EmotiSound is an accessibility-first video tool that translates basic facial expression cues into non-verbal sensory feedback using sound. Instead of relying on sight to interpret emotions, users can sense emotional context through a consistent, learnable audio language. The system detects one face at a time and classifies four expressions: happy, neutral, sad, and angry, mapping each to a distinct tone and visual signal.

How we built it

We built the frontend using React to create an accessible and responsive user interface, including a live video preview. For facial expression detection, we integrated face-api.js, which processes video frames in real time within the browser. Our backend was developed with Node.js and Express to handle authentication and sessions. We also incorporated WebRTC for camera access and designed a clear separation between detection, feedback, and data handling. Throughout development, we prioritized local processing and minimal data storage to respect user privacy.

Challenges we ran into

A challenge we ran into was integrating the face-api into the browser and displaying the emotions, as well as setting up webRTC for peer to peer video connections because our team has never used or encountered webRTC and it was a very big learning curve with the time constraints we had.

Accomplishments that we're proud of

We’re proud of creating a functional end-to-end system that meaningfully integrates computer vision, web technologies, and accessibility design. We successfully implemented real-time facial expression detection with clear, interpretable sensory feedback. We also built a clean, usable interface that centers user control and privacy. Most importantly, we’re proud of developing a concept that thoughtfully addresses an overlooked accessibility gap and encourages more inclusive communication.

What we learned

We learned that building for accessibility is as much about empathy and communication as it is about technology. Collaborating as a team required clear dialogue, patience, and openness to different perspectives. Technically, we gained experience with real-time video processing, WebRTC, and full-stack application architecture but just as importantly, we strengthened our teamwork, problem-solving, and design thinking skills.

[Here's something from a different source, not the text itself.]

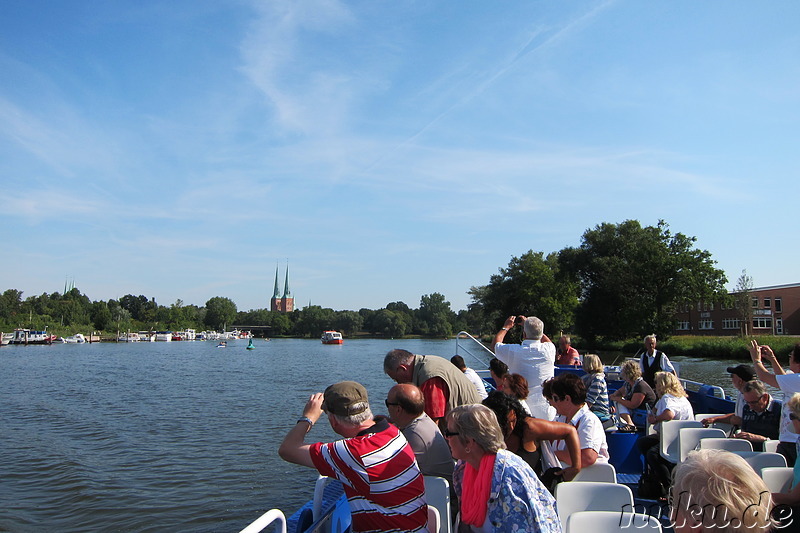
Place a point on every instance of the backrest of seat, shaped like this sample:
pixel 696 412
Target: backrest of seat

What's next for Emotisound

Looking ahead, we want to expand EmotiSound beyond facial expressions by incorporating real-time sign language interpretation with automatic captioning, making conversations even more accessible for Deaf and hard-of-hearing users. We also plan to introduce private rooms where users can securely connect with friends, family, or colleagues using EmotiSound features in a controlled space. Longer term, we hope to refine our emotion-to-sound mappings through user feedback.